One by one, Starmer has abandoned all the radical ideas with which he won the Labor leadership in 2019

Desperate by the prospect of an unprecedented electoral crash, the tories they are moving ever closer to Trumpism, and are tempted to turn the election campaign into a culture war, with them as defenders of ethnic “whiteness” and “Christian values”, the nation state, identity protection, questioning multiculturalism, reduced subsidies, harsher sentencing, curbing immigration, environmental skepticism, law, order and homeland. For the tories It would mean renouncing the youth vote for a long time (their support among those under 40 is already minimal). But Labor risks, with such timidity, losing it too.

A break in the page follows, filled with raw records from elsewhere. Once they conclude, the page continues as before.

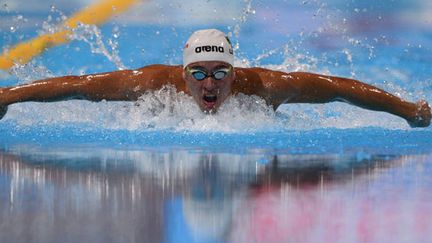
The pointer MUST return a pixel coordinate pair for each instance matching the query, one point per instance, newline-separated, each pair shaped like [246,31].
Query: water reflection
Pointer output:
[103,195]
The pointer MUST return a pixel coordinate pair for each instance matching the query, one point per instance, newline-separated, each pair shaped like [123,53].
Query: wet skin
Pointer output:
[274,86]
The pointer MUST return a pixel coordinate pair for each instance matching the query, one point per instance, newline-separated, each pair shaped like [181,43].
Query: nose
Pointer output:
[209,83]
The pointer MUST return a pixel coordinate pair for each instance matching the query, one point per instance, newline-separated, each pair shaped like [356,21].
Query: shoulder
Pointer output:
[157,75]
[262,78]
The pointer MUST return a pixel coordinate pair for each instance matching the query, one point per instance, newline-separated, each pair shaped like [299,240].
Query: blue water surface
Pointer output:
[116,172]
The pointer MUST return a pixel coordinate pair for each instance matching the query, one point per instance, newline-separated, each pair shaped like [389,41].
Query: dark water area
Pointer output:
[113,195]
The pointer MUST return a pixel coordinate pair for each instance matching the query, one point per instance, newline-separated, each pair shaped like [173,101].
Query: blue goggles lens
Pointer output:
[217,75]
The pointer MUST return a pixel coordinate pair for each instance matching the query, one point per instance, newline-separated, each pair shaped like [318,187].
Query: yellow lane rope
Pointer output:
[94,14]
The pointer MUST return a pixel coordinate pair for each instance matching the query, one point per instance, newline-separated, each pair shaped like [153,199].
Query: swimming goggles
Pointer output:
[200,75]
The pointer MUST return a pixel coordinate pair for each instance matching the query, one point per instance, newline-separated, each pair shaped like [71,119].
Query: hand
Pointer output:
[422,116]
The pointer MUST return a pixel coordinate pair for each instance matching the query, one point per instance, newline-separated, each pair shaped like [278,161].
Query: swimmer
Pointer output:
[209,76]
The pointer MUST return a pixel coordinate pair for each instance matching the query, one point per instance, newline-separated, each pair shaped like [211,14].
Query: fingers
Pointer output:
[3,111]
[423,115]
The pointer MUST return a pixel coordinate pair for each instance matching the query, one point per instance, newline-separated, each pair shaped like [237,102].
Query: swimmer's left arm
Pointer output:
[300,87]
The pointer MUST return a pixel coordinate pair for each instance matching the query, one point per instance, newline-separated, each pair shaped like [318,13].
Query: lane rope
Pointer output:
[95,14]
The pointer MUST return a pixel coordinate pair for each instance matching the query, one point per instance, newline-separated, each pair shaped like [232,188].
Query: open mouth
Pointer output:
[210,98]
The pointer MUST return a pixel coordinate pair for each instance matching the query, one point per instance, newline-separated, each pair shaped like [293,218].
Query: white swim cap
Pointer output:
[208,45]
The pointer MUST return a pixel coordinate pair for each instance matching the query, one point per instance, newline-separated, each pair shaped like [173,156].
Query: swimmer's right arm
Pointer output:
[126,85]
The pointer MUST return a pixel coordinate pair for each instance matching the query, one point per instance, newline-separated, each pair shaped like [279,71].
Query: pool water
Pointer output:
[159,170]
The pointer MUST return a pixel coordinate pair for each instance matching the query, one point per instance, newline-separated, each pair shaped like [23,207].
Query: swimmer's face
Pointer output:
[209,83]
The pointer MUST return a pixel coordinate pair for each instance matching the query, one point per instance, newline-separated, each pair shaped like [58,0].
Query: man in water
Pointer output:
[209,76]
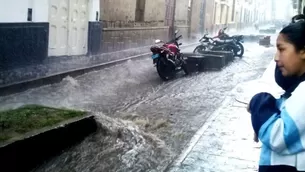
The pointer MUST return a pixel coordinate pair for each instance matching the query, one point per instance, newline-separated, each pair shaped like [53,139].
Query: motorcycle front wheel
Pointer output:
[166,69]
[240,53]
[200,49]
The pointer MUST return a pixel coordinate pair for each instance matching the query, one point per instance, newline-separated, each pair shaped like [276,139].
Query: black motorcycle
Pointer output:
[223,43]
[238,39]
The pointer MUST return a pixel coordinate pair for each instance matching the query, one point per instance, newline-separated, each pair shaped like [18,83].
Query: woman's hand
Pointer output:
[248,107]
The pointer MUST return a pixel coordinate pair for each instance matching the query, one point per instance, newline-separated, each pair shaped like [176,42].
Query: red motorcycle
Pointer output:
[167,58]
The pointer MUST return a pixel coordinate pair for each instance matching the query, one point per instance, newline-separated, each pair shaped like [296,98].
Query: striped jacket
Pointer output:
[280,126]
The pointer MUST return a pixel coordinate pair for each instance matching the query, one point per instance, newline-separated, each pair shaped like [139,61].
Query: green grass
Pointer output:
[31,117]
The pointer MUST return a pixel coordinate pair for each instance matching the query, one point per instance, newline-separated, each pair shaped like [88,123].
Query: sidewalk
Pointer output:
[225,142]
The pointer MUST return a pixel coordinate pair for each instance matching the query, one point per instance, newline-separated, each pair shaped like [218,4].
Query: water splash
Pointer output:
[118,145]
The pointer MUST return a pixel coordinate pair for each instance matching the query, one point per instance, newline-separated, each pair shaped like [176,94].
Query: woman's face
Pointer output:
[288,59]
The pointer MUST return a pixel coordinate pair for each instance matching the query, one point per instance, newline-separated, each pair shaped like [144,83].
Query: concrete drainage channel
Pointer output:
[35,148]
[56,78]
[32,150]
[27,152]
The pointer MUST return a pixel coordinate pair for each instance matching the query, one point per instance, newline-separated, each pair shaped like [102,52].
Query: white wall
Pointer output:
[14,11]
[94,6]
[40,10]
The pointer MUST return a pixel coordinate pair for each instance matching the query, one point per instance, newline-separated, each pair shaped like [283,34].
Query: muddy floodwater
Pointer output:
[144,123]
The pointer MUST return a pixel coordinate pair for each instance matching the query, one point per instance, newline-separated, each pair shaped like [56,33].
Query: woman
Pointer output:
[280,123]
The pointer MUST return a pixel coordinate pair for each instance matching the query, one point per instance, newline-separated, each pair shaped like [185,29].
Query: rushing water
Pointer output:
[147,122]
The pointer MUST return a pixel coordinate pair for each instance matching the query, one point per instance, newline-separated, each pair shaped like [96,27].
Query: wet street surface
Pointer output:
[144,122]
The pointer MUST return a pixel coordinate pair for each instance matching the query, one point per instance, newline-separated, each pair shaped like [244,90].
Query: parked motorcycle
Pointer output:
[222,42]
[167,58]
[238,39]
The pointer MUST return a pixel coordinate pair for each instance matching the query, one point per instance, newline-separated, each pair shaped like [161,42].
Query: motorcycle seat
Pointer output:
[224,41]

To win, Starmer believes that he needs to unite the vote of the middle classes with that of the working classes, based on centrism and prudence. But, what for him is prudence, others interpret as cowardice or lack of leadership. The tories they need a miracle to maintain power, but the world is in turmoil and there are many X factors (the climate emergency, inequality, waves of migration, the social impact of the excesses of capitalism, Ukraine, China, Putin, international tensions…). In his opinion, being radical consists, as the Welsh thinker Raymond Williams said, in making hope possible instead of despair convincing. He thinks he can succeed like Ali or Quinto Fabio Máximo.